King envisioned "The Stand" in part as an epic on par with J.R.R. Tolkien's "Lord of the Rings" trilogy, and on the page the story lives up to its promise. Nevertheless, the simplicity of its odyssey is masked by the author's extensive development of a slew of character backstories. Such devotion to detail facilitated our connection to more than two dozen characters, heightening our response to their suffering and triumphs. But it also sacrificed its narrative momentum at times.
Onscreen this plays out as a bunch of survivors played by a raft of talented people taking a long time to get to the point of it all and making unnecessarily dunderheaded mistakes as they flail about. This also describes "The Walking Dead" during the energetically moribund season on Hershel Greene's farm, but at least that scenario offered the exciting (and also gooey) threat of zombie hordes shambling around in the woods.

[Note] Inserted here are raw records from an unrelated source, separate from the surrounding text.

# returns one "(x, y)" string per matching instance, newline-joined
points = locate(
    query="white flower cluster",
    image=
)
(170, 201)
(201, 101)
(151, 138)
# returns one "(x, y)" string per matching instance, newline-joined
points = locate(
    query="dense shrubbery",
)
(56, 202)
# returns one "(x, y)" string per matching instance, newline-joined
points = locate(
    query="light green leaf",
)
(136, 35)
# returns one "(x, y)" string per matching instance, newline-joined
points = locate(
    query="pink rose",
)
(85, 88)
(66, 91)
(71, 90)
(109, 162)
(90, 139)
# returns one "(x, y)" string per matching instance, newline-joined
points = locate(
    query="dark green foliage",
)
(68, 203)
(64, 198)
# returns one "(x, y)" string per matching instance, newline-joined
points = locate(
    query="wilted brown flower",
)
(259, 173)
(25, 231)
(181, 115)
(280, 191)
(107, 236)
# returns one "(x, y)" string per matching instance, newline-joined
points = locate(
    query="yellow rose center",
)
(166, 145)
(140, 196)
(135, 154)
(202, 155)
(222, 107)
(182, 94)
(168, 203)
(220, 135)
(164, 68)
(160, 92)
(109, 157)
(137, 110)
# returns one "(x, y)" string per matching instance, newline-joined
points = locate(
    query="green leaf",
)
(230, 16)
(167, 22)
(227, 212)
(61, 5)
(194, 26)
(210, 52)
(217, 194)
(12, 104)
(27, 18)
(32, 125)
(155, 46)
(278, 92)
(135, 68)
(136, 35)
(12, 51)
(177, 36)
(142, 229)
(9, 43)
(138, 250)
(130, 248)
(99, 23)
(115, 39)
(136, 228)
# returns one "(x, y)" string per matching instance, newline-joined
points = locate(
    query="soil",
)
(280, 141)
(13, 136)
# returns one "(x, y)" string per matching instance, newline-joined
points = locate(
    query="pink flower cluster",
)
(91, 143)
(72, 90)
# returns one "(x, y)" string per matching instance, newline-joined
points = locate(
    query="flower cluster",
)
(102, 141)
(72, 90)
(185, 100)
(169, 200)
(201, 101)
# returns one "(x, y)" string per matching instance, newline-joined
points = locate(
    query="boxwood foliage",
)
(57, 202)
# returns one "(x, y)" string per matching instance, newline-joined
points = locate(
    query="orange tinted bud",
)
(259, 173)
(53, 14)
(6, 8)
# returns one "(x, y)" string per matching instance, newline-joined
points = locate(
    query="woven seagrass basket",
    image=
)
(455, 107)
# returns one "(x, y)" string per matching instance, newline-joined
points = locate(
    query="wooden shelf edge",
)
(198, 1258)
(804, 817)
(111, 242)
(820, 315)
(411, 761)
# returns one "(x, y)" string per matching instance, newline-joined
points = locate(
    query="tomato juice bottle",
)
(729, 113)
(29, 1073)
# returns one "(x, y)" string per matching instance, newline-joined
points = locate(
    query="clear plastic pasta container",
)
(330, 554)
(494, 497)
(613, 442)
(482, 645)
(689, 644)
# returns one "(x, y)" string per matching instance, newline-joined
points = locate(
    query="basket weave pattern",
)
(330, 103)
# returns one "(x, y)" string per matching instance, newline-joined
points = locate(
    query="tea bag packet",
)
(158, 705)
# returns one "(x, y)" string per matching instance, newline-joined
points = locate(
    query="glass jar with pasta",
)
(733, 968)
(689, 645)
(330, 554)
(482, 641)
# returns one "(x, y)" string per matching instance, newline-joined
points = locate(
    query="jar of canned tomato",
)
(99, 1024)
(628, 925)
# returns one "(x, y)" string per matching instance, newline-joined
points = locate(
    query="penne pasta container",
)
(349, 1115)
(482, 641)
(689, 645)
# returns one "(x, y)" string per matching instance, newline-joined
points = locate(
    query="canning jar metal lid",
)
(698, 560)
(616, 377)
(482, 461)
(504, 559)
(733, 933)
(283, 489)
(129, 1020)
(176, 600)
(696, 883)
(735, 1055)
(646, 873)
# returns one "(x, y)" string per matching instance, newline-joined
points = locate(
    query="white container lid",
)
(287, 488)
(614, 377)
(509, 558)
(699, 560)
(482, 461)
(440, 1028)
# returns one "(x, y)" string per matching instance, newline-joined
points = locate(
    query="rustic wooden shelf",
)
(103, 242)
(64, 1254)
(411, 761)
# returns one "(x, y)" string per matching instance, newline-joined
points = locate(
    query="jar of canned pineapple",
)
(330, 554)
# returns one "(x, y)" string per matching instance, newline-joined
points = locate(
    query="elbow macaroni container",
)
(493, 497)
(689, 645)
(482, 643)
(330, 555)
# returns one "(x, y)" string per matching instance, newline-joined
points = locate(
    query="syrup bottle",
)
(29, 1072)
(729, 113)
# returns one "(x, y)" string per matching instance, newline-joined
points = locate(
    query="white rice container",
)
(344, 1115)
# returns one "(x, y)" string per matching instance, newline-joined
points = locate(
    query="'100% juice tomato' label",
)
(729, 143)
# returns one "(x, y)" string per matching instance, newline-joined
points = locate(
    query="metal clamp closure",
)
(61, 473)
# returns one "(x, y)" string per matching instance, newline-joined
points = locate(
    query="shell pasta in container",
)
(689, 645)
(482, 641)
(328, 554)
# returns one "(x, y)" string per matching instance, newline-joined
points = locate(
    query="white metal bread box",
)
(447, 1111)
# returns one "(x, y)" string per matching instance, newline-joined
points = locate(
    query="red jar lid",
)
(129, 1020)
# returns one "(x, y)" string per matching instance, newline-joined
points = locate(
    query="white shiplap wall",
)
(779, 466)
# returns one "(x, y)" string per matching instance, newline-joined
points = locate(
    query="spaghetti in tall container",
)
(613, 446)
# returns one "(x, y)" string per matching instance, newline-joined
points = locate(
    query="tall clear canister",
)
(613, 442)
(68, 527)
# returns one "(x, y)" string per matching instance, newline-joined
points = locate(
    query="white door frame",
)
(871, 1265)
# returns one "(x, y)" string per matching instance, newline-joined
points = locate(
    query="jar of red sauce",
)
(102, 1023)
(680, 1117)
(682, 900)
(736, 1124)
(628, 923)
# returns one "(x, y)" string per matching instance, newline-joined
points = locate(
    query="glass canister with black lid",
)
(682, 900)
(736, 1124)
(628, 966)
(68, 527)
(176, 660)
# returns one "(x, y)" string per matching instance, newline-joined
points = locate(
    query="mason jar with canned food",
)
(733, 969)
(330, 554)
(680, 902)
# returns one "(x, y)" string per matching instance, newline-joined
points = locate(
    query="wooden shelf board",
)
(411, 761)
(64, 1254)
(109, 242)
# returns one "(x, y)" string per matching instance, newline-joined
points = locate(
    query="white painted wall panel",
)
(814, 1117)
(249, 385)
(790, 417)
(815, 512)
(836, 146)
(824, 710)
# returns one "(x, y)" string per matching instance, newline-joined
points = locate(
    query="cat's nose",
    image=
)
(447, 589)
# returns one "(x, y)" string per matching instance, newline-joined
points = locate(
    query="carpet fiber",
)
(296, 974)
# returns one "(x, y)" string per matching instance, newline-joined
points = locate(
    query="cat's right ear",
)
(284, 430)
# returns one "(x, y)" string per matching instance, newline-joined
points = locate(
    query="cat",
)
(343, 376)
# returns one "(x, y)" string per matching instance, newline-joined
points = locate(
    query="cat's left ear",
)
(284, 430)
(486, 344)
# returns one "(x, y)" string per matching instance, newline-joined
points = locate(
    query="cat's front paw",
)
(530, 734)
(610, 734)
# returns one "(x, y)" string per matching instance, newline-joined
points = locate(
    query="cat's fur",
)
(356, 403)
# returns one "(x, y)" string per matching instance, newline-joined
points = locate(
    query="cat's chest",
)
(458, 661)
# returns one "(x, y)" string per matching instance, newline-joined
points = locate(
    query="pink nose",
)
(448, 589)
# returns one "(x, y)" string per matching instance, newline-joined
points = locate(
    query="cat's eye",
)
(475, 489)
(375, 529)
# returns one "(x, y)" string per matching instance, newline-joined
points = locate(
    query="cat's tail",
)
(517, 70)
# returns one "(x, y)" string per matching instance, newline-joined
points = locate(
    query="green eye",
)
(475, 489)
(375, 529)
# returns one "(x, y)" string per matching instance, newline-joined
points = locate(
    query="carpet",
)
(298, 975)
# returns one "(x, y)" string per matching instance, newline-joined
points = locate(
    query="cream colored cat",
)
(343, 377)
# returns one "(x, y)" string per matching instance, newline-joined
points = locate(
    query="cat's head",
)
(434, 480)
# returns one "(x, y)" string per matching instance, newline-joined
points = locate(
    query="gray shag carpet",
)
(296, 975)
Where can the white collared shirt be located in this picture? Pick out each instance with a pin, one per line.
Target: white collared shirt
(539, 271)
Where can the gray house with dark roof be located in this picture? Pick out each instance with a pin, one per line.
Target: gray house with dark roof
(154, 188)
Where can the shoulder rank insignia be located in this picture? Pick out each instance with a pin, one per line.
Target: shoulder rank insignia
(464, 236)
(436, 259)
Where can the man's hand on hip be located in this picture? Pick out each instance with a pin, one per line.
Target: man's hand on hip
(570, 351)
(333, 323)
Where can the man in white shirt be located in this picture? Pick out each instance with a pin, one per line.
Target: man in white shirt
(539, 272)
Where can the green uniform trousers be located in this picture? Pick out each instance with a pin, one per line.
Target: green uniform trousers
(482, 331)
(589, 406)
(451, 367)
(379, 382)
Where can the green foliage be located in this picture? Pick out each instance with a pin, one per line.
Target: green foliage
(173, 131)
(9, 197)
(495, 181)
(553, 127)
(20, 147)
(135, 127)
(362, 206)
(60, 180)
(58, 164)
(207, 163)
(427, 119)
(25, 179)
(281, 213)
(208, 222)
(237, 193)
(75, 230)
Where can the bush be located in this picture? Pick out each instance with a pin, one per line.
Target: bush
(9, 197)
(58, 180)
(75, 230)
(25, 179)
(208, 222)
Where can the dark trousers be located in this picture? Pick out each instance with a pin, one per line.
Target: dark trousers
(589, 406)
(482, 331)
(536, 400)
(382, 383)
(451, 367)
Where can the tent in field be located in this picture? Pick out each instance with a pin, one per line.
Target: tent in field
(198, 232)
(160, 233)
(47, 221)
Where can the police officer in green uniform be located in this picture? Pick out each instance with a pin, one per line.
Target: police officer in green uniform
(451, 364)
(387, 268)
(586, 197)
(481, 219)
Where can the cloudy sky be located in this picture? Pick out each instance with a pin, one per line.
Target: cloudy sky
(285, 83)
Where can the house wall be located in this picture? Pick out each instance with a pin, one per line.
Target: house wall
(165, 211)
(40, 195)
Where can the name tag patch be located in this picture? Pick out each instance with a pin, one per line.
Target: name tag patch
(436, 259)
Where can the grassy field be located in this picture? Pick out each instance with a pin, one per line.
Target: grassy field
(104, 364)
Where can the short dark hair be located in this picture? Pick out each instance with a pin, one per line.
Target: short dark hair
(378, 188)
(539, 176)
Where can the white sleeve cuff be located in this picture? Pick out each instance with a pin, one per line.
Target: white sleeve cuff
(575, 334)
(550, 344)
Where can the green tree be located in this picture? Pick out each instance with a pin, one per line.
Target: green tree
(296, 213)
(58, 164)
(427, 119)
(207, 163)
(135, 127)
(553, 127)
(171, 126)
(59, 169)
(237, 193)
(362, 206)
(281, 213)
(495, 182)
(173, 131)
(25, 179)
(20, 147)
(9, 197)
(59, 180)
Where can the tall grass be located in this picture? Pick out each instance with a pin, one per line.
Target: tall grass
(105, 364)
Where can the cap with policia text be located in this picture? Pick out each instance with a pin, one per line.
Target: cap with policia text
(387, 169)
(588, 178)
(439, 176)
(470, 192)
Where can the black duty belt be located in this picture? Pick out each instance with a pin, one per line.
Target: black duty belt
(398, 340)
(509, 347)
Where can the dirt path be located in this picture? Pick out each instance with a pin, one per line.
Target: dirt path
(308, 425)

Flagg is a menace because he's the devil, and has a nasty habit of attacking people with murders of angry crows or snarling wolves. This is scary to a point but about five episodes in you'll be hankering for the story to get on with the nuclear showdown already – and that's after we've gotten an eyeful of the skin-sational sex-and-violence festival that is Flagg's Vegas outpost.
I recognize that despite all of this, there are enough King fans around whose faith cannot be shaken and who will hungrily devour "The Stand" because of these highlights, cosmetic though they may be. Who am I to begrudge anyone for seeking out joy in the midst of a pandemic even if that joy starts with a slimier, sweatier depiction of another pandemic? Besides, even those who aren't convinced may be curious to see how the new ending King has written for this version pans out.
Otherwise "The Stand" functions as a reminder that sometimes the greatest blessing the creators of a novel's TV adaptation can bestow upon fans is to diverge from the source material in a way that makes it spellbinding to watch, maintaining enough of its elements to capture the essence of the story's greatness.
"The Lord of the Rings" not only survived Peter Jackson's interpretation, it thrived off of the films' popularity. King famously had issues with the artistic license Stanley Kubrick took in his interpretation of "The Shining," but that took nothing away from either the novel or the film's iconic stature. Someday someone will have the creative bravery and skill to pare down "The Stand" into a solidly watchable made-for-TV effort. Hopefully we won't be 108 by the time that happens.
The premiere of "The Stand" is currently streaming on CBS All Access. New episodes drop weekly on Thursdays.